REPUBLIC OF THE PHILIPPINES, petitioner, vs. THE HONORABLE COURT OF APPEALS and
CORAZON NAGUIT, respondents.

FACTS
On January 5, 1993, Naguit filed a petition for registration of title of a parcel of land. The
application sought a judicial confirmation of imperfect title over the land.

The public prosecutor, appearing for the government, and Angeles opposed the petition. The
court issued an order of general default against the whole world except as to Angeles and the
government.

The evidence revealed that the subject parcel of land was originally declared for taxation
purposes in the name of Urbano in 1945. Urbano executed a Deed of Quitclaim in favor of the
heirs of Maming, wherein he renounced all his rights to the subject property and confirmed the
sale made by his father to Maming sometime in 1955 or 1956. Subsequently, the heirs of
Maming executed a deed of absolute sale in favor of respondent Naguit who thereupon started
occupying the same.

Naguit constituted Blanco, Jr. as her attorney-in-fact and administrator. The administrator
introduced improvements, planted trees in addition to existing coconut trees which were then
50 to 60 years old, and paid the corresponding taxes due on the subject land.

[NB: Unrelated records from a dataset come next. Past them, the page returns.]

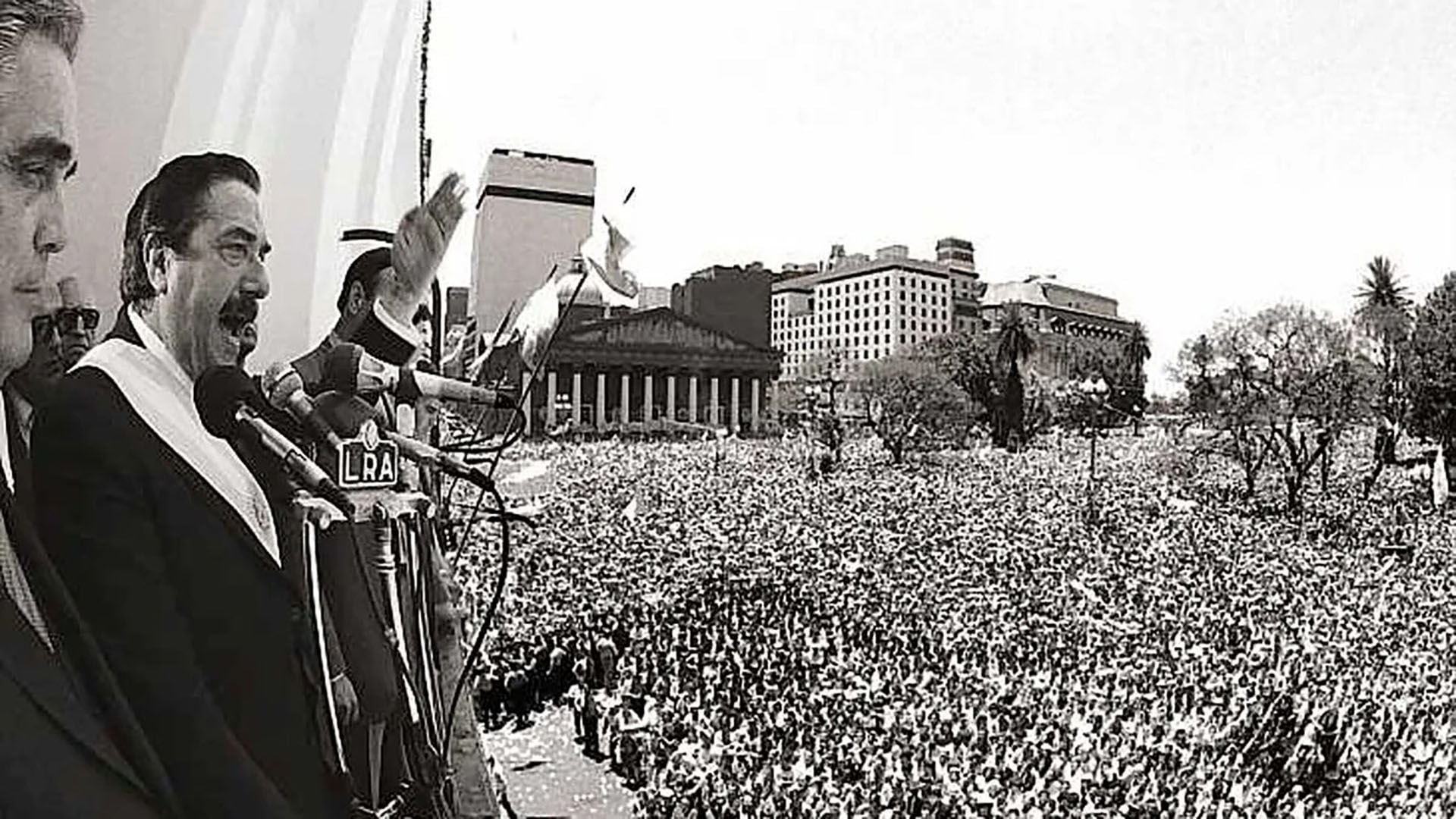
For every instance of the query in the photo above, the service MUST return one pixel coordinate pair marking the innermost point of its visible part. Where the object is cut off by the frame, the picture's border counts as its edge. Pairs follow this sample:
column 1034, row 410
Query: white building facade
column 864, row 311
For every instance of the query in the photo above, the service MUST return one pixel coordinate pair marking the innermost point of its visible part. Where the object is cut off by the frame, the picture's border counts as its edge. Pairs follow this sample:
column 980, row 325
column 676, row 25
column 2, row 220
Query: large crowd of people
column 962, row 637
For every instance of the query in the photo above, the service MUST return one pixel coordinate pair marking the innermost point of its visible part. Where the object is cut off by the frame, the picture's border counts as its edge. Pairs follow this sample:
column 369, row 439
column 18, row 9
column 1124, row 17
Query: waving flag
column 1440, row 488
column 604, row 251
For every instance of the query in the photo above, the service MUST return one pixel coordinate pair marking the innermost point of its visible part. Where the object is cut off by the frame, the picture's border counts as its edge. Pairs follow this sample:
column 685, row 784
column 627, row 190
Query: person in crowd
column 76, row 322
column 71, row 744
column 165, row 534
column 57, row 341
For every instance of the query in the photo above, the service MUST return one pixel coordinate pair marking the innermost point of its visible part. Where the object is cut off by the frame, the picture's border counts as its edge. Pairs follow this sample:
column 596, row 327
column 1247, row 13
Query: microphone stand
column 315, row 515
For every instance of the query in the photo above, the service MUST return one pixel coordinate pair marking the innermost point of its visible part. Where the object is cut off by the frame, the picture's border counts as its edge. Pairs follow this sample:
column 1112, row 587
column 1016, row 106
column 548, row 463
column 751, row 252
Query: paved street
column 548, row 776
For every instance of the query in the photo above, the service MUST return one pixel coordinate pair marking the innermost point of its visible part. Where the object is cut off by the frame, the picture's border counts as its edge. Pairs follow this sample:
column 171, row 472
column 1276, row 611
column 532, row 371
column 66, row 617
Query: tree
column 912, row 401
column 1433, row 365
column 1223, row 398
column 1014, row 346
column 968, row 360
column 1383, row 312
column 1280, row 385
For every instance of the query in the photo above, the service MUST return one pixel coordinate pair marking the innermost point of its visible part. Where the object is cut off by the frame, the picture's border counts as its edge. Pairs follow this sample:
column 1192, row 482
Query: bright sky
column 1181, row 156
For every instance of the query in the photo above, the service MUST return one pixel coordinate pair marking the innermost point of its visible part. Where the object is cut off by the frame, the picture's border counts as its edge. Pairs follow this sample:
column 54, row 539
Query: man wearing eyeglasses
column 57, row 341
column 74, row 322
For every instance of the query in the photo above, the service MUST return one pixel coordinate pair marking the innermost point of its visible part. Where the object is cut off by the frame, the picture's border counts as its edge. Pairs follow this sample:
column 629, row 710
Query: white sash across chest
column 165, row 404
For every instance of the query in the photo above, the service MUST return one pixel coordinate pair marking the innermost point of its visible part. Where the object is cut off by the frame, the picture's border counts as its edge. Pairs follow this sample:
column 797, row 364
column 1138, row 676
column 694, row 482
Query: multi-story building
column 1063, row 318
column 650, row 297
column 535, row 212
column 733, row 300
column 861, row 309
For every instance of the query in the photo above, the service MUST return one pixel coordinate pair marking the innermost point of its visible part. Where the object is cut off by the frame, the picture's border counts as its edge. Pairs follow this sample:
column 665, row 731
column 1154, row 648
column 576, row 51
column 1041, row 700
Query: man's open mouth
column 239, row 319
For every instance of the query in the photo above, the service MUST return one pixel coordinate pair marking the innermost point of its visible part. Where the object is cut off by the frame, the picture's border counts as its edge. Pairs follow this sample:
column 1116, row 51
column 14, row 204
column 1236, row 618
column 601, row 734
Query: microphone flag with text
column 226, row 400
column 348, row 413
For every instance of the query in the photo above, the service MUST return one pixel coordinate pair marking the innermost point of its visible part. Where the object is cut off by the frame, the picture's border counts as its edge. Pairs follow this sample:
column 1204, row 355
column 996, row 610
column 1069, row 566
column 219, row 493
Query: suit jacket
column 204, row 630
column 71, row 749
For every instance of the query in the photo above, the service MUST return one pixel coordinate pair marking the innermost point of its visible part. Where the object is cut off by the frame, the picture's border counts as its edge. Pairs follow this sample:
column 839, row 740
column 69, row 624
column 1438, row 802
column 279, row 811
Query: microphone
column 350, row 411
column 284, row 388
column 350, row 369
column 224, row 398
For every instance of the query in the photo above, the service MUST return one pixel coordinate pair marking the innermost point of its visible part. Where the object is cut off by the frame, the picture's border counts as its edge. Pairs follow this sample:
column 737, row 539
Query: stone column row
column 604, row 416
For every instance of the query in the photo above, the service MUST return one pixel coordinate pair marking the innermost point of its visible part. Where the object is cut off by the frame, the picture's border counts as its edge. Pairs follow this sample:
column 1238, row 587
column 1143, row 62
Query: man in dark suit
column 164, row 534
column 71, row 746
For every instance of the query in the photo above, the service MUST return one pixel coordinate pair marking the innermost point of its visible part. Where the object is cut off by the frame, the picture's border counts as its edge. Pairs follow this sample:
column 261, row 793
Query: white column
column 601, row 401
column 733, row 410
column 755, row 422
column 715, row 411
column 530, row 410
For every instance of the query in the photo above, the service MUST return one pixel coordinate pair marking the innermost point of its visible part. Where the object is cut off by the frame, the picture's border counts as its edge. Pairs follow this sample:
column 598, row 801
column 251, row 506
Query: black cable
column 473, row 656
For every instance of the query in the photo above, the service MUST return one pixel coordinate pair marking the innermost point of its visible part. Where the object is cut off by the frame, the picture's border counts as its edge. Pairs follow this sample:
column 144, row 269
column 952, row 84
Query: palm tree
column 1385, row 312
column 1014, row 346
column 1136, row 352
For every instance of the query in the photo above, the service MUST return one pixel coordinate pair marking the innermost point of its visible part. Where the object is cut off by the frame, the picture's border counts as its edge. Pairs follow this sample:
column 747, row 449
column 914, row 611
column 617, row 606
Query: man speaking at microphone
column 164, row 534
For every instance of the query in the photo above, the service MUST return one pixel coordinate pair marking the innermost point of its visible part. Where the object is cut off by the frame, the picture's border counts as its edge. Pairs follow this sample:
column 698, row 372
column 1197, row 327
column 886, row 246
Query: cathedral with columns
column 651, row 371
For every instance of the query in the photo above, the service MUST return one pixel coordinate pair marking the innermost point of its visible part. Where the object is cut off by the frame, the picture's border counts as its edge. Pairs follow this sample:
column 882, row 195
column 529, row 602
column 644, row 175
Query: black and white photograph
column 758, row 410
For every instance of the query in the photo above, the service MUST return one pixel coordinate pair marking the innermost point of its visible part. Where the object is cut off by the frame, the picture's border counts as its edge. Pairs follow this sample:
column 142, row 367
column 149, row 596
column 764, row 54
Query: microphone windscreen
column 341, row 369
column 346, row 413
column 218, row 394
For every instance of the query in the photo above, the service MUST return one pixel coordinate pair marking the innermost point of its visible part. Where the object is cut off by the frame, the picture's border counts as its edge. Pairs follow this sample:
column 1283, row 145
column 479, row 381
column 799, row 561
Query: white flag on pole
column 1440, row 487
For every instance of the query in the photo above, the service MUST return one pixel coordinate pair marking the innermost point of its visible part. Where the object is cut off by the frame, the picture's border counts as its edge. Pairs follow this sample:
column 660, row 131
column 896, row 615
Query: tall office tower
column 535, row 210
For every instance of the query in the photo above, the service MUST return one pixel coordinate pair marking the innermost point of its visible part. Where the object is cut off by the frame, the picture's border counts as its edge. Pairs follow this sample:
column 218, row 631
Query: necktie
column 19, row 588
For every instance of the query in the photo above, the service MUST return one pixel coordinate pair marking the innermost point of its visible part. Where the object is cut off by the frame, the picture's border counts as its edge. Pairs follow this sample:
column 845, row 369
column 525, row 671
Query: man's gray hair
column 57, row 20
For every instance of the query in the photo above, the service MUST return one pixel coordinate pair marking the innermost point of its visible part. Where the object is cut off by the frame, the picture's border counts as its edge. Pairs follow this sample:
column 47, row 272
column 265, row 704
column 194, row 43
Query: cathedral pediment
column 658, row 327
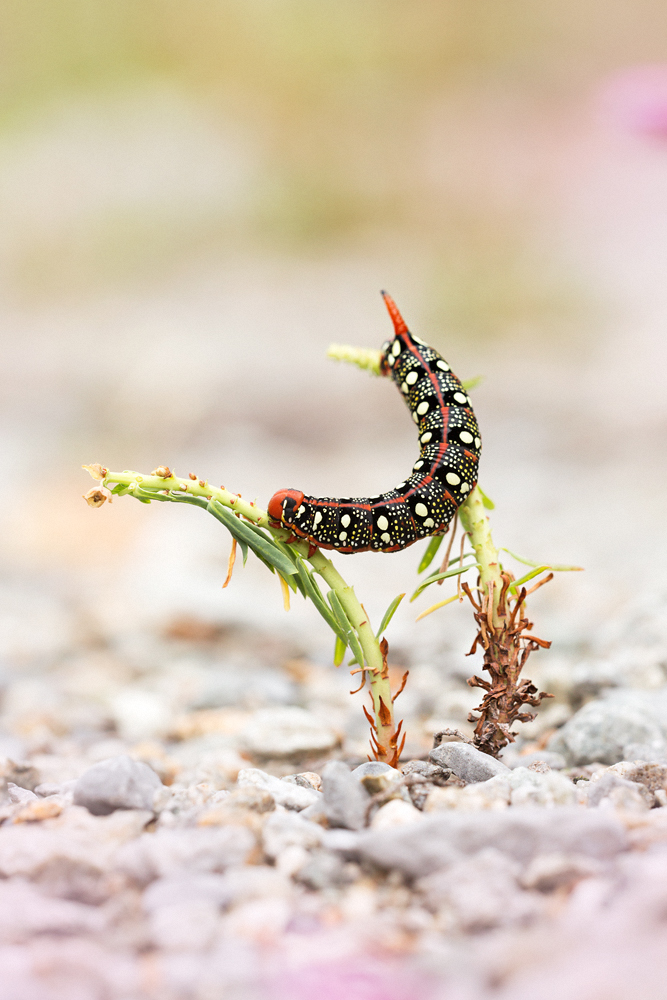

Naguit and her predecessors-in-interest had occupied the land openly and in the concept of
owner without any objection from any private person or even the government until she filed
her application for registration.

The OSG argued that the property which is in open, continuous and exclusive possession must
first be alienable. Since the subject land was declared alienable only on October 15, 1980,
Naguit could not have maintained a bona fide claim of ownership since June 12, 1945, as
required by Section 14 of the Property Registration Decree, since prior to 1980, the land was
not alienable or disposable.

The OSG suggested an interpretation that all lands of the public domain which were not
declared alienable or disposable before June 12, 1945 would not be susceptible to original
registration, no matter the length of unchallenged possession by the occupant.

Issue
Whether or not it is necessary under Section 14(1) of the Property Registration Decree that the
subject land be first classified as alienable and disposable before the applicants possession
under a bona fide claim of ownership could even start.

Held

Section 14 of the Property Registration Decree, governing original registration proceedings,


provides:

SECTION 14. Who may apply. The following persons may file in the proper Court of First
Instance an application for registration of title to land, whether personally or through their duly
authorized representatives:

(1) those who by themselves or through their predecessors-in-interest have been in open,
continuous, exclusive and notorious possession and occupation of alienable and disposable
lands of the public domain under a bona fide claim of ownership since June 12, 1945, or earlier.

(2) Those who have acquired ownership over private lands by prescription under the provisions
of existing laws.

There are three obvious requisites for the filing of an application for registration of title under
Section 14(1) that the property in question is alienable and disposable land of the public
domain; that the applicants by themselves or through their predecessors-in-interest have been
in open, continuous, exclusive and notorious possession and occupation, and; that such
possession is under a bona fide claim of ownership since June 12, 1945 or earlier.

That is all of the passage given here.